As digitalisation accelerates labour informalisation, more and more Malaysians are taking up new types of informal jobs, such as e-hailing and delivery gig work. This emerging class of informal workers has increasingly exposed the coverage gap of the minimum wage law. In law, only those with formal employment, whether full-time or part-time, are eligible to earn a minimum wage. While the statutory minimum wage is somewhat of a rough benchmark for informal workers’ salaries, there is no law protecting informal workers from being underpaid by employers even if they work full–time.

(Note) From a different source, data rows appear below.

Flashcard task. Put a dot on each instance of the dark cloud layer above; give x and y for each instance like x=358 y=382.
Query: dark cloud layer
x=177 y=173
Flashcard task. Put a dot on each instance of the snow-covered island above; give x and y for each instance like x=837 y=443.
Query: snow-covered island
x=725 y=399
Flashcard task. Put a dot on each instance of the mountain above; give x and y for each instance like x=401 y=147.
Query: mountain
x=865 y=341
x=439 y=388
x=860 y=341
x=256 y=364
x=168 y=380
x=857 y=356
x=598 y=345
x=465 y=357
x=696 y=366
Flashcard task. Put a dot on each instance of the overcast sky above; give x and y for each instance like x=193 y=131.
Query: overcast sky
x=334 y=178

And so we ask Malaysia’s political parties: How should the current laws on minimum wage be amended to account for different types of informal workers?
As a start, political parties could provide the right of earning a fair minimum wage to informal workers and those without employment contracts by updating the definition of “employment” in the Employment Act 1955 as well as setting minimum conditions into the Contract Act 1950. Regardless of employment status, anyone who works for an equivalent of full-time hours should earn a salary not less than a minimum living wage.
The media and online ‘debates’ on the precise level of the minimum wage masks fundamental underlying policy questions regarding its purpose, model and coverage that had long been missing in Malaysia’s political discussions. In the run up to the 15th General Election, we hope that some brave and forward-thinking political parties would stop discussing minimum wage as a numbers game but instead go the extra mile to develop, communicate and promise meaningful policy reform.